Serasa tak percaya Herman memperhatikan gadis berbusana muslim dengan jilbab biru laut itu. Ia sudah mengetahui bahwa Tantra salah satu orang kepercayaannya mempunyai seorang adik perempuan, tetapi sungguh jauh dari yang ia bayangkan. Selama ini ia mengira adik Tantra seorang gadis cantik jelita, berkulit putih, dan lemah lembut. Jadi, wajar saja, kalau atasan Tantra itu terheran-heran.
"Asalamualaikum, "sapa Rafa tanpa ragu saat melihat seseorang duduk di ruang tamu.

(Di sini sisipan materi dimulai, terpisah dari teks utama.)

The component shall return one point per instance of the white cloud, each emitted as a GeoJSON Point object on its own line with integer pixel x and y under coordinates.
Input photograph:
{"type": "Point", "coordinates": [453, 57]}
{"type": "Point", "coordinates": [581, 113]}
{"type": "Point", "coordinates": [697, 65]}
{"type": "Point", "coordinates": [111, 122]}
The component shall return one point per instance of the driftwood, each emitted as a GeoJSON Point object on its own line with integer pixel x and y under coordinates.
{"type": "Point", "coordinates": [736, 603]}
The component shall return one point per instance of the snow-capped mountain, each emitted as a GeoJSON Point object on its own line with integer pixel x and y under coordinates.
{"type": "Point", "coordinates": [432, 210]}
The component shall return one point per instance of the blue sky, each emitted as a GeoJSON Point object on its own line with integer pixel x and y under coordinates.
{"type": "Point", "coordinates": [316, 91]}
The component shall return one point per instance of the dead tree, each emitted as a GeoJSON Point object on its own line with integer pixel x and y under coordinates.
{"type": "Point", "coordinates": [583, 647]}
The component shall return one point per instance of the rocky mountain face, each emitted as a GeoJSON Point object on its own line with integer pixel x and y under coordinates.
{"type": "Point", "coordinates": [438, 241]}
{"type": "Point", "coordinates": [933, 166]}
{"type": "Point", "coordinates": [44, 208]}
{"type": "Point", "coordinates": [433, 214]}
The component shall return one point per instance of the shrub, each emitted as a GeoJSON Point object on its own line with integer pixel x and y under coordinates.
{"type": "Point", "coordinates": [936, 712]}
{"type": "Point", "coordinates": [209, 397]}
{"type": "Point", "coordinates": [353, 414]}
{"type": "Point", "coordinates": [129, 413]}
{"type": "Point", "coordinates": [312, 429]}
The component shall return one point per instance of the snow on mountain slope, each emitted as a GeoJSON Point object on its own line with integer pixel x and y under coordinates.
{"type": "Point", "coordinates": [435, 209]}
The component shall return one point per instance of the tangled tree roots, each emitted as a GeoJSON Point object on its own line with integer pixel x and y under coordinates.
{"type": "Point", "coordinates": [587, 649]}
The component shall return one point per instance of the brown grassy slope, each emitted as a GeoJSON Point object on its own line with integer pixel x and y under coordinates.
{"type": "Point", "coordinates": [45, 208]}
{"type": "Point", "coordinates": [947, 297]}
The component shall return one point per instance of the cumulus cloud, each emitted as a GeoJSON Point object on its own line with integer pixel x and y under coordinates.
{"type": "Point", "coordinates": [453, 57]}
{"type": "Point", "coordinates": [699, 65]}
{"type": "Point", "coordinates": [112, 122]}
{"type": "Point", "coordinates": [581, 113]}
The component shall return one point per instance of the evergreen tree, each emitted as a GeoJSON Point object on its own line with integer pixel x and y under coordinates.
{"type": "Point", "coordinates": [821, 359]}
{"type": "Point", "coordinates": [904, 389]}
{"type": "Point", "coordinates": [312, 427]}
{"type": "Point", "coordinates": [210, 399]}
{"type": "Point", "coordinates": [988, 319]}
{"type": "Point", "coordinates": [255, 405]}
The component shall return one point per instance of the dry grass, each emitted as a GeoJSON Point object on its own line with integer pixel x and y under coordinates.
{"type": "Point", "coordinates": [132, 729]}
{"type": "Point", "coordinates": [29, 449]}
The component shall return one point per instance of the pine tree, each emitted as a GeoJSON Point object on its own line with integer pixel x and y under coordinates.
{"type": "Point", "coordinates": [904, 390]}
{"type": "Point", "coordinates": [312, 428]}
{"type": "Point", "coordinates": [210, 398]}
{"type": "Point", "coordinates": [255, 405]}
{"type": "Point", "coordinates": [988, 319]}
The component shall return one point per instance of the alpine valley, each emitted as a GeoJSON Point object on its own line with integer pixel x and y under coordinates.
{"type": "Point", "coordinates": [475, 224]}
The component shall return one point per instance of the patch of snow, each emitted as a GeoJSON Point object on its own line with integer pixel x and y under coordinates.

"Waalaikumussalam, "jawab Herman seraya beranjak dari duduknya. "Ada yang bisa saya bantu?"
"Bisa saya bertemu dengan Pak Tantra?"
"Maaf, Adik siapa?"
"Saya, adiknya."
"Adiknya?"Herman mengerutkan kening. "Tapi...."
"Apa maksud Bapak dengan 'tapi'? Bapak tidak percaya kalau saya adik kandung Pak Tantra?"
Herman semakin tercengang. "Bukan begitu, Dik. Soalnya sering orang mengaku-aku saudaranya Pak A atau Bu B."
"Nah, kalau begitu kenapa tidak Bapak panggil saja Pak Tantra? Nanti kan tahu, saya bohong atau tidak."
Jujur, tak sanggup lagi Herman berkata-kata. Ia jadi teringat Meyra, adiknya. Gadis di hadapannya jelas memiliki sifat bertolak belakang dengan Meyra. Adiknya itu terlalu lembut dan sangat rendah diri. Tidak seperti gadis yang satu ini. Tegas, penuh keyakinan.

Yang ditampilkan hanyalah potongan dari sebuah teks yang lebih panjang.